Veja o caso de Ana Marcela Cunha, campeã olímpica em Tóquio 2021 nos 10 km da maratona aquática. Ela passou por cirurgia no ombro em 2022 e percebeu que a braço esquerdo não andava mais com a mesma eficiência. Era pouca a diferença; mesmo assim, Ana mergulhou fundo nas análises. Melhorou amplitude e força em ângulos específicos da braçada. E já nesta temporada, com o ombro ainda melhor do que estava antes da cirurgia, reencontrou o melhor desempenho, em busca do bicampeonato em Paris.
- Ela tem uma capacidade propulsiva espetacular. Em pouco tempo, ela já tinha as condições iguais às de antes. Junto com a equipe multidisciplinar conseguimos reestabelecer os resultados. E o detalhe é o que tem feito diferença entre grandes resultados. A diferença entre estar ou não no pódio. A diferença entre ser o primeiro e o segundo – afirma o analista do COB.
No caso de Alison dos Santos, os números mostravam que ele poderia tentar algo que outros corredores não conseguem nos 400 metros com barreiras. O atleta brasileiro, bronze na última edição das Olimpíadas, é maior do que os rivais: mede 1,98 metro de altura. E consegue saltar sobre as barreiras com a mesma performance usando tanto a perna esquerda quanto a direita para atacar os obstáculos.

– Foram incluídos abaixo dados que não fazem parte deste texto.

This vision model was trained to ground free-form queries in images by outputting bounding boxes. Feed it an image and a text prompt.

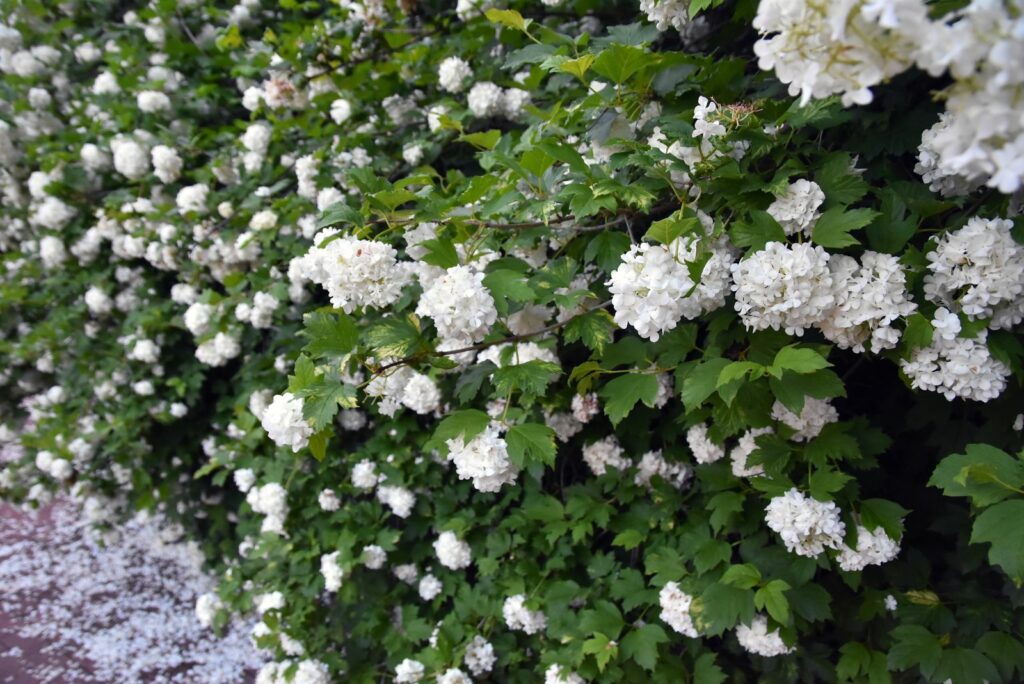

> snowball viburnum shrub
[0,0,1024,684]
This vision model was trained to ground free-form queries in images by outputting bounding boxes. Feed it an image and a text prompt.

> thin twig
[374,299,611,376]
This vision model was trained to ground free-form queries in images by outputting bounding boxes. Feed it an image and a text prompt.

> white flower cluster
[754,0,1024,194]
[836,525,899,572]
[376,485,416,518]
[303,229,409,313]
[817,250,918,352]
[254,660,331,684]
[446,424,519,491]
[466,81,529,121]
[732,243,835,335]
[754,0,927,105]
[437,57,473,93]
[900,331,1011,401]
[260,392,313,452]
[321,551,344,593]
[640,0,690,33]
[434,531,473,570]
[502,594,548,634]
[607,236,735,341]
[657,582,698,639]
[736,615,796,657]
[729,428,770,477]
[544,662,587,684]
[633,450,691,488]
[768,179,825,238]
[246,482,288,536]
[925,217,1024,330]
[416,266,498,349]
[686,423,725,464]
[771,396,839,441]
[394,658,426,684]
[765,488,846,558]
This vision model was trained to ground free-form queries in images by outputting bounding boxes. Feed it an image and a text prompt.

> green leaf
[682,357,731,413]
[309,429,331,461]
[687,0,716,19]
[580,601,626,639]
[584,230,630,273]
[592,45,652,85]
[928,444,1024,507]
[814,152,868,207]
[807,468,853,501]
[557,53,596,83]
[644,215,701,245]
[600,373,658,425]
[562,309,615,355]
[611,529,647,550]
[974,632,1024,682]
[903,313,935,353]
[768,344,831,379]
[620,624,669,672]
[693,540,732,574]
[483,268,537,315]
[484,9,534,33]
[693,653,727,684]
[719,563,761,589]
[889,625,942,679]
[768,369,846,415]
[505,423,555,466]
[729,210,785,250]
[316,202,364,230]
[583,634,618,672]
[367,314,421,358]
[419,238,459,268]
[490,356,561,396]
[811,207,879,249]
[456,128,502,149]
[433,409,490,444]
[690,583,754,637]
[935,648,999,684]
[971,499,1024,588]
[860,499,910,540]
[300,382,357,430]
[708,491,743,532]
[301,311,359,358]
[754,580,790,625]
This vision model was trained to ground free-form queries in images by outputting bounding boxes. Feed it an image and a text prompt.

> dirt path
[0,501,261,684]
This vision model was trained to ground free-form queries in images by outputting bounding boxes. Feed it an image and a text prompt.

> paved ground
[0,501,261,684]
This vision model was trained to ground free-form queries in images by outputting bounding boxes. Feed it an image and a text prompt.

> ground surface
[0,501,260,684]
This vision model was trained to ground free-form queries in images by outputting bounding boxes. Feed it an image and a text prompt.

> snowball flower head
[768,178,825,238]
[260,392,313,452]
[765,488,846,558]
[607,236,734,342]
[736,615,796,657]
[502,594,548,634]
[416,266,498,344]
[304,232,409,313]
[437,57,473,93]
[394,658,426,684]
[657,582,698,639]
[732,243,835,335]
[446,425,519,491]
[836,525,899,572]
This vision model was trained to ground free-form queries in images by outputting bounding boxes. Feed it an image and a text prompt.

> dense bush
[0,0,1024,684]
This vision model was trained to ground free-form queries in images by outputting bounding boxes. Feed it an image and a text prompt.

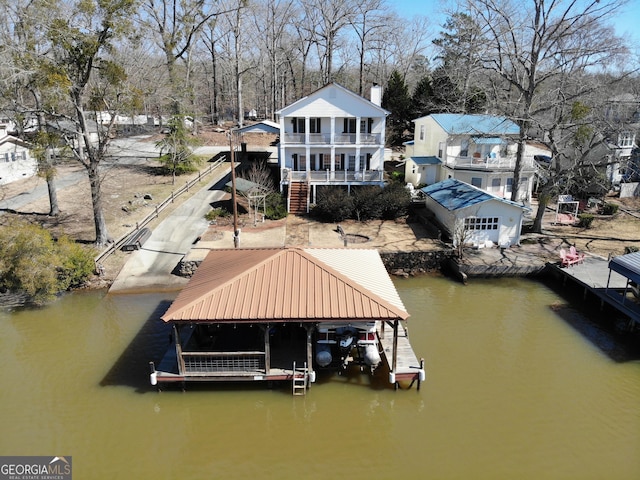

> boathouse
[151,247,425,394]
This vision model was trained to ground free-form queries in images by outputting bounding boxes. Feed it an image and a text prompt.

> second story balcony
[284,133,382,145]
[445,155,535,170]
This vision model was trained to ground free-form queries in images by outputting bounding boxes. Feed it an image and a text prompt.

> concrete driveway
[109,169,229,292]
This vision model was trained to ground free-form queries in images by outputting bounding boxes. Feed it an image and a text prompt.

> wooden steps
[289,182,309,214]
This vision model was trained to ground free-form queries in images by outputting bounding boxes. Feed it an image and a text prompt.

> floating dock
[377,322,426,390]
[548,254,640,327]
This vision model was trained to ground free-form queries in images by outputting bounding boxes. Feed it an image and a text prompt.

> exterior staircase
[289,182,309,214]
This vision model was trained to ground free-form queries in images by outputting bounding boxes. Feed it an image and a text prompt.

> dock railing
[182,351,265,375]
[94,158,225,273]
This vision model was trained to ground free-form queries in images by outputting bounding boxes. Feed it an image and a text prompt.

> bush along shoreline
[0,220,95,307]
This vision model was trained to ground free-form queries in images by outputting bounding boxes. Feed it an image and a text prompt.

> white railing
[282,170,383,184]
[284,133,382,145]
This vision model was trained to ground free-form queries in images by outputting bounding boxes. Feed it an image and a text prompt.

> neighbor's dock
[377,322,426,390]
[549,255,640,325]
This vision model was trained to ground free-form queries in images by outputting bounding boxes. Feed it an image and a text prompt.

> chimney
[371,83,382,107]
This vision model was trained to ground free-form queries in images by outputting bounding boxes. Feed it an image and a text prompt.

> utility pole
[229,130,240,248]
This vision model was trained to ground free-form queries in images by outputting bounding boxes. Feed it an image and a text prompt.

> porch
[284,133,382,146]
[281,168,384,185]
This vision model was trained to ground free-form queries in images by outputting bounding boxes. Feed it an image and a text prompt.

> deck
[377,322,425,388]
[549,255,640,325]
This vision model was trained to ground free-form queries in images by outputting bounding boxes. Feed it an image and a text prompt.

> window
[618,132,633,147]
[460,139,469,157]
[464,217,500,230]
[309,118,320,133]
[343,118,356,133]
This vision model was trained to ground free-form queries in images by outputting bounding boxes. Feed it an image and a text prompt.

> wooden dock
[549,255,640,326]
[377,322,426,389]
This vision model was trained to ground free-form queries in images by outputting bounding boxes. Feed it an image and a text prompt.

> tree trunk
[532,192,551,233]
[87,164,111,247]
[47,174,60,217]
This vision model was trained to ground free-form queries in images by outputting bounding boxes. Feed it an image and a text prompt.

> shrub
[601,203,619,215]
[0,221,94,304]
[578,213,594,228]
[380,183,411,220]
[352,185,382,221]
[56,237,95,290]
[265,192,287,220]
[311,187,353,222]
[204,207,231,222]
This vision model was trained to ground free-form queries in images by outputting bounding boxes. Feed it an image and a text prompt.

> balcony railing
[447,155,535,170]
[284,133,382,145]
[282,169,383,184]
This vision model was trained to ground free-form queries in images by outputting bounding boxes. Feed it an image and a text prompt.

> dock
[548,255,640,327]
[377,322,426,390]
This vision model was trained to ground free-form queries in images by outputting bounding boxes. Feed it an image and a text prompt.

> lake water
[0,277,640,480]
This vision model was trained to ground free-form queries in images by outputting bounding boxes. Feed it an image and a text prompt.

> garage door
[464,217,500,248]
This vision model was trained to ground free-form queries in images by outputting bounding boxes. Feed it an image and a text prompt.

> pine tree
[382,70,412,146]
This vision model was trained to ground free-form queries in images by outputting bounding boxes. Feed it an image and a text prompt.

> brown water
[0,277,640,480]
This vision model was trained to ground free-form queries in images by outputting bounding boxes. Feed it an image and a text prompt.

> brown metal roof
[162,248,409,322]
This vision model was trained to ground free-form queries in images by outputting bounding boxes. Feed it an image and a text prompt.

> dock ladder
[293,362,309,395]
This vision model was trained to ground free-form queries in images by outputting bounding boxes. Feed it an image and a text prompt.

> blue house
[422,178,530,247]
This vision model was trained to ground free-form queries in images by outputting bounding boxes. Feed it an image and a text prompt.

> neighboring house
[276,83,389,213]
[0,125,38,185]
[151,247,424,391]
[404,156,442,187]
[589,93,640,185]
[234,120,280,135]
[422,178,529,247]
[405,113,549,202]
[47,120,103,148]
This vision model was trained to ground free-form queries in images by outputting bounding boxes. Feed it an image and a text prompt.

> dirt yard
[0,126,640,281]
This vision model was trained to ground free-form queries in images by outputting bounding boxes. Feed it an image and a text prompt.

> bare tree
[44,0,139,246]
[467,0,624,201]
[0,0,60,215]
[351,0,386,95]
[140,0,235,115]
[301,0,358,85]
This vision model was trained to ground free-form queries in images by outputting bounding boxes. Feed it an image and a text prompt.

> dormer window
[618,132,635,148]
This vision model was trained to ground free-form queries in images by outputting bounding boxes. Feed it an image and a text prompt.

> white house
[0,125,38,185]
[405,113,548,202]
[276,83,389,212]
[422,178,529,247]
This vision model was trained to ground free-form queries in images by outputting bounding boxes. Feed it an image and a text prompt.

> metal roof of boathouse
[162,248,409,323]
[422,178,528,211]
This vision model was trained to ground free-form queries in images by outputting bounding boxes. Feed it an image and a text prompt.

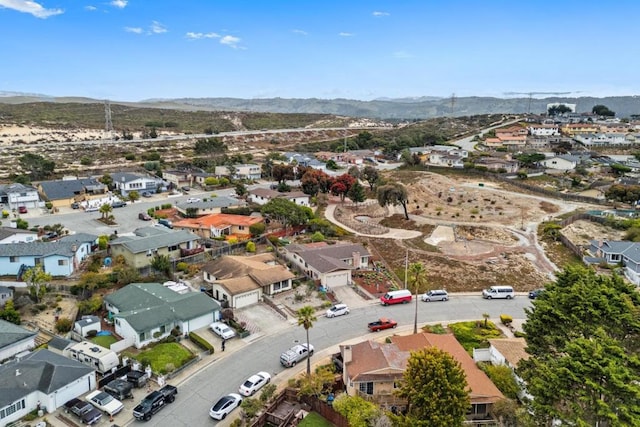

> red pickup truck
[367,317,398,332]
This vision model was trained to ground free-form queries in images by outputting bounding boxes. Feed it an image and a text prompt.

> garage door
[325,272,349,287]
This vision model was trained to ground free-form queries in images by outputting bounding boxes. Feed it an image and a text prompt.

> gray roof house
[109,226,200,269]
[284,242,371,287]
[0,240,91,277]
[0,319,38,363]
[0,350,96,426]
[582,240,640,286]
[104,283,220,348]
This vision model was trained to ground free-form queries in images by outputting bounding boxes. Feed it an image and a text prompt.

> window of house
[358,382,373,394]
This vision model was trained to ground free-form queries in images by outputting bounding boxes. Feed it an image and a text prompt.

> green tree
[151,255,172,278]
[0,299,21,325]
[347,181,367,205]
[377,183,409,220]
[332,393,380,427]
[361,165,380,191]
[391,347,471,427]
[297,305,318,377]
[22,264,51,302]
[518,266,640,426]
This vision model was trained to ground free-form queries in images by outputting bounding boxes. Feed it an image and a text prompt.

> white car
[209,393,242,420]
[327,304,349,317]
[240,372,271,396]
[209,322,236,340]
[85,390,124,415]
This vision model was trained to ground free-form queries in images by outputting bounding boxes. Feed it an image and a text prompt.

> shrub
[500,314,513,326]
[189,332,214,354]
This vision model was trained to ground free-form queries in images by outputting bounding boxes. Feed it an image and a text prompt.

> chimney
[342,345,353,365]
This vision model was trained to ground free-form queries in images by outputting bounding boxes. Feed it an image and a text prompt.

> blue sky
[0,0,640,101]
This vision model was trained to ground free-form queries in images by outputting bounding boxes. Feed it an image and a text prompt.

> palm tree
[298,305,318,377]
[409,262,427,334]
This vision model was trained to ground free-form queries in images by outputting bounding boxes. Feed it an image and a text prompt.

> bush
[500,314,513,326]
[189,332,214,354]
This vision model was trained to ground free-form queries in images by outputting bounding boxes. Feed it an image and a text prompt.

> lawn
[298,412,333,427]
[91,335,118,348]
[125,343,195,374]
[449,320,503,354]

As avaliações biomecânicas mostravam que ele poderia reduzir o número de passos entre algumas barreiras. Hoje, ele termina uma volta na pista com 149 passadas. E é o único do mundo a ultrapassar da terceira até a sexta barreiras com apenas 12 passos. Pode parecer pouco na matemática, mas significa muito no atletismo.
Esse trabalho começou antes da conquista do título mundial nos 400 metros com barreira em Eugene 2022. Parou em razão de lesão que Alison sofreu no joelho ano passado. Mas os treinamentos com o mesmo foco voltaram onde haviam parado e Alison está no caminho onde treinador, biomecânico e o próprio atleta gostariam de estar às vésperas de Paris.
Essa mudança -- pequenos ajustes, detalhes -- permite que a corrida de Alison flua com maior naturalidade na pista, porque ele também perde menos tempo na ultrapassagem das barreiras. Assim, conserva a velocidade por mais tempo.
- Essa é a ideia: a barreira se tornar quase invisível, ela ser uma continuidade da corrida do Alison. A barreira entra na naturalidade, na fluidez da corrida – explica Franklin.
Em um mês, tudo isso será posto à prova. São Olimpíadas para quem entende o valor do detalhe.